Ontem, 24 de maio de 2023, uma comissão parlamentar brasileira aprovou por maioria esmagadora, por 15 votos a 3, o projeto de lei, conhecido como Medida Provisória 1154, do deputado Isnaldo Bulhões Jr. A medida muda a estrutura administrativa socioambiental do governo do presidente brasileiro Lula, retirando a autoridade do Ministério dos Povos Indígenas (MPI) para demarcar ou reconhecer legalmente os territórios indígenas. A votação devolve essa responsabilidade ao Ministério da Justiça – ao mesmo tempo em que revoga o controle do Ministério do Meio Ambiente (MMA) sobre os recursos hídricos e o cadastro ambiental rural do Brasil, uma ferramenta fundamental na luta contra o desmatamento ilegal e a grilagem de terras.

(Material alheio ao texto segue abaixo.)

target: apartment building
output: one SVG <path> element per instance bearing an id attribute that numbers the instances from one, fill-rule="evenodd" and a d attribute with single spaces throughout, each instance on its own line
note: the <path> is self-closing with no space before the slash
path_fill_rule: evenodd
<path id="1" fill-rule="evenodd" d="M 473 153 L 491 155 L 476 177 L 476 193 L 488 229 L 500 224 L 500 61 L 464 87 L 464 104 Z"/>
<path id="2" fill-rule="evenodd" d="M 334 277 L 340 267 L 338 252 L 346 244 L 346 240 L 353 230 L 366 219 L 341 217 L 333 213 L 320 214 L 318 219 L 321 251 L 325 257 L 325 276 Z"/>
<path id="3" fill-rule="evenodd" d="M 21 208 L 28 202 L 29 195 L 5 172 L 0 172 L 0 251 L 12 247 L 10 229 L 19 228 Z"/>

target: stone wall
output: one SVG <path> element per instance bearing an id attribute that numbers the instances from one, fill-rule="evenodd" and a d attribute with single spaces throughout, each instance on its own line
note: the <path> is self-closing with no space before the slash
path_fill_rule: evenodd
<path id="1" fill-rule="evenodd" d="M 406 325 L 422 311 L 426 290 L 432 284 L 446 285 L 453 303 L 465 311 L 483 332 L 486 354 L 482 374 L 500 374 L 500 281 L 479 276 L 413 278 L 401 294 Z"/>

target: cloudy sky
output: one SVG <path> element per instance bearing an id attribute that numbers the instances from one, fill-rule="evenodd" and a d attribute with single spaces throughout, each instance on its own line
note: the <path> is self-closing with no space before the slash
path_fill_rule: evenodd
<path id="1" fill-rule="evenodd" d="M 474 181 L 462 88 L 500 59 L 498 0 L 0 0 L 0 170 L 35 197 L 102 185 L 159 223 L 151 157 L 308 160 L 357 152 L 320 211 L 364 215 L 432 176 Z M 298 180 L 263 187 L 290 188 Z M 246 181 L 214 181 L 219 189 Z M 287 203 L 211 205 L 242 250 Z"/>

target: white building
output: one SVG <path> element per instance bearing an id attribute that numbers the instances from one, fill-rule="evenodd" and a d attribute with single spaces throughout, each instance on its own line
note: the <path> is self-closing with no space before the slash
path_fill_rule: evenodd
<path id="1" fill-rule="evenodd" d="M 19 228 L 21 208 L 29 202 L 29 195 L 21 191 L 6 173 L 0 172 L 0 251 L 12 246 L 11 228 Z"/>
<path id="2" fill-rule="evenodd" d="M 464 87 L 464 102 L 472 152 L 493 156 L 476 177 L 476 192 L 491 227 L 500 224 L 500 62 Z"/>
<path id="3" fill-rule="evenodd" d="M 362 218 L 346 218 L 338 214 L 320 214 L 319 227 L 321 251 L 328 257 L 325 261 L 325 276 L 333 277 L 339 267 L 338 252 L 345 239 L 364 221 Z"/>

Ao fazer isso, os legisladores brasileiros reverteram o MMA à sua estrutura da era Bolsonaro.

Na quinta-feira, 25 de maio de 2023, à tarde, representantes de organizações da sociedade civil – incluindo Amazon Watch – enviou um manifesto aos líderes do Congresso Nacional do Brasil. O manifesto, assinado por 790 entidades, se opõe às substituições ministeriais previstas na MP 1154.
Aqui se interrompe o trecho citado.